Senado aprova regras para interceptar e abater drones

O PL 5.646/2025 foi aprovado na CI do Senado e permite às forças de segurança neutralizar ou abater drones que representem ameaça; entenda o que muda.

Lucas Buzzo 4 min de leitura
Senado aprova regras para interceptar e abater drones

A Comissão de Infraestrutura (CI) do Senado Federal aprovou em 14 de abril de 2026 o PL 5.646/2025, que altera o Código Brasileiro de Aeronáutica para estabelecer regras sobre a interceptação, neutralização e abate de drones considerados ameaça à ordem pública, ao tráfego aéreo ou à integridade de pessoas. O projeto, de autoria do senador Flávio Bolsonaro (PL-RJ), segue agora para análise da Comissão de Segurança Pública (CSP).

O substitutivo foi elaborado pelo senador Marcos Rogério (PL-RO), presidente da CI. O texto inclui como princípios norteadores a legalidade, a necessidade e a proporcionalidade, além de garantir às forças de segurança a capacidade de agir de forma imediata em situações de emergência ou ameaça iminente.


Contexto

O Brasil ainda não possui legislação específica que regule o uso de força contra drones civis. Qualquer ação de interceptação ou neutralização de aeronaves não tripuladas ocorre em um vácuo legal, com agentes de segurança recorrendo a normas genéricas do Código Brasileiro de Aeronáutica e a decretos administrativos dispersos.

Nos últimos anos, incidentes envolvendo drones em áreas sensíveis — prisões, manifestações, infraestruturas críticas e espaços aéreos controlados — tornaram evidente a necessidade de um marco legal claro. Segundo a ANAC, o Brasil já ultrapassa 133 mil drones registrados, volume que aumenta a probabilidade de usos irregulares ou maliciosos. Para entender como a regulamentação atual está estruturada, veja o guia completo sobre a regulamentação de drones no Brasil.


O que o PL 5.646/2025 prevê

O projeto altera o Código Brasileiro de Aeronáutica para incluir, de forma explícita, diretrizes sobre "aeronaves autônomas ou remotamente pilotadas, não tripuladas". As principais medidas autorizadas são:

  • Interceptação: aproximação forçada do drone para identificação ou desvio da trajetória
  • Neutralização por jamming: interferência eletrônica para interromper o sinal do equipamento
  • Controle remoto: tomada do controle da aeronave por autoridades competentes
  • Abate físico: destruição do drone em último caso, quando as demais medidas não forem viáveis

O texto estabelece que os procedimentos deverão ser definidos por cada instituição de segurança pública, com base em diretrizes da aviação civil e do controle do espaço aéreo. Todas as ações precisam obedecer às regulamentações da ANAC e do DECEA.
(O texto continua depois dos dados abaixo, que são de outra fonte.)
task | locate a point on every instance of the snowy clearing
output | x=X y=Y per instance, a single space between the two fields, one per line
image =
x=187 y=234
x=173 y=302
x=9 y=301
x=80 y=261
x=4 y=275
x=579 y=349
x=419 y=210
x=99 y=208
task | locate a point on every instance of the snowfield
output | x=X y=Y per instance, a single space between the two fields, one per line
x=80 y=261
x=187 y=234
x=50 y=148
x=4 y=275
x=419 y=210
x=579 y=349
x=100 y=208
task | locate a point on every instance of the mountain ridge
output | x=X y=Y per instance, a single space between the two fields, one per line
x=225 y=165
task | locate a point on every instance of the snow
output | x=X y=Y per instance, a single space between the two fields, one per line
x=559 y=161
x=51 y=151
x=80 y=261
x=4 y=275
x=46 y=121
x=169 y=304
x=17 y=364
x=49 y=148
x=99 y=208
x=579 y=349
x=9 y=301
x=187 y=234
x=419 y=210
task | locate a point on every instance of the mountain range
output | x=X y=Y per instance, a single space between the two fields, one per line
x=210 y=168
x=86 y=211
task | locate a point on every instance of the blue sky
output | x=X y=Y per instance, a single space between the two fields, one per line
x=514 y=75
Quando a intervenção é autorizada

O projeto delimita três situações que justificam a intervenção direta sobre um drone em voo:

  1. Ameaça à ordem pública — uso do drone para fins ilícitos, espionagem ou apoio a crimes
  2. Risco ao tráfego aéreo — incursão não autorizada em zonas protegidas, como áreas de aeroportos ou corredores de aproximação
  3. Risco à integridade de pessoas — possibilidade concreta de colisão, monitoramento hostil ou ataque

Em casos de emergência ou ameaça iminente, as forças de segurança ficam autorizadas a agir sem necessidade de autorização prévia. O projeto estabelece ainda que a resposta deve seguir o princípio da proporcionalidade: medidas menos invasivas devem ser tentadas antes do abate físico.
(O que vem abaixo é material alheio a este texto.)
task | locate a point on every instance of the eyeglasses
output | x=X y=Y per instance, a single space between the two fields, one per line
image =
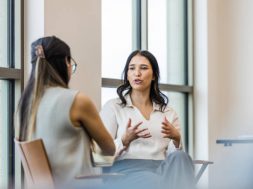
x=73 y=65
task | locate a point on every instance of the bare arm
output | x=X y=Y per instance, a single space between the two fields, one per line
x=84 y=113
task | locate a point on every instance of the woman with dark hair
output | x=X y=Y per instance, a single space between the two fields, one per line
x=65 y=119
x=146 y=129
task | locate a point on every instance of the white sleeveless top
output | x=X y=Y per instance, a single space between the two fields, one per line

O que muda para o piloto brasileiro

Para quem pilota drones de forma recreativa ou profissional, o PL 5.646/2025 reforça o que a regulamentação de drones no Brasil já estabelece: voar fora das normas pode ter consequências graves. Se aprovado, o texto dará respaldo legal explícito às forças de segurança para agir sobre drones em situação irregular — incluindo a destruição do equipamento.

Pilotos que operam dentro das regras da ANAC e do DECEA não enfrentam risco de ter o drone interceptado. O risco se aplica principalmente a quem:

  • Voa em zonas proibidas sem autorização prévia pelo sistema SARPAS
  • Usa drones próximos a instalações de segurança, presídios ou eventos com restrição de voo declarada
  • Ignora alertas e notificações do espaço aéreo controlado

O projeto ainda não é lei: precisa ser aprovado pela CSP e, em seguida, pelo Plenário do Senado, antes de seguir à sanção presidencial.